Thursday’s move, which takes the ECB’s deposit rate to its lowest level since early 2023, came hours after Eurostat reported that the Eurozone economy had not grown at all in the fourth quarter of 2024.
“The economy is still facing headwinds,” the ECB said, while repeating its analysis that the fall in inflation, which has tumbled from a 2022 peak of 10.6 per cent to 2.4 per cent in December, was “well on track”.
The central bank added that “monetary policy remains restrictive” — an acknowledgment that interest rates are still higher than the neutral rate that neither stimulates nor holds back the economy.
The euro slightly strengthened following the widely expected cut, flat on the day against the dollar at $1.042.
The ECB has now cut rates five times since last summer and in trading immediately after the decision, swaps markets were pricing in two or three more quarter-point cuts by the end of the year, unchanged from earlier in the day.
“Our view is that economic data will continue to push the ECB to cut at every meeting until the deposit rate reaches 1.5 per cent,” said Tomasz Wieladek, chief European economist at asset manager T Rowe Price.
He cited the threat to Eurozone economic growth posed by US President Donald Trump’s tariff plans and the expected fall in inflation later in the year.
The central bank predicts only a slight acceleration in growth from 0.7 per cent for last year as a whole to 1.1 per cent this year.
On Thursday the ECB reiterated that “the gradually fading effects of restrictive monetary policy should support a pick-up in demand over time”, pointing to increases in real incomes and lower borrowing costs.

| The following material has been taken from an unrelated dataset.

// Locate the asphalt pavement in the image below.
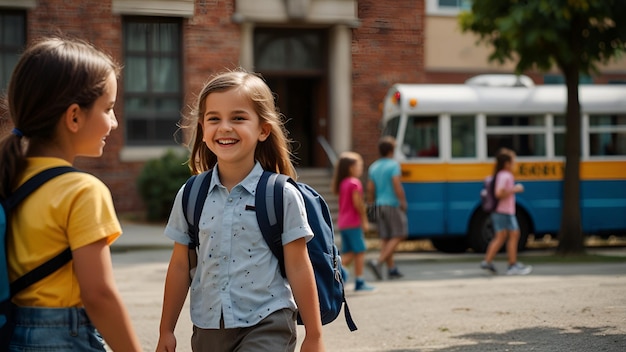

By contrast with the Eurozone’s sluggish progress, the US economy expanded at an annualised rate of 2.8 per cent in the third quarter of last year.
The ECB’s decision also came a day after the US Federal Reserve kept rates on hold.
Investor expectations that it will cut rates more than the Fed this year have weakened the euro, which has come close to parity to the dollar.
“Currently the question is not if the ECB will continue to lower interest rates this year, but by how much,” Ulrich Kater, chief economist of Deka Bank, wrote in a note to clients.
In a shift from previous hawkish language, in December the ECB dropped a commitment to “keep policy rates sufficiently restrictive for as long as necessary” to bring down inflation in line with its 2 per cent target.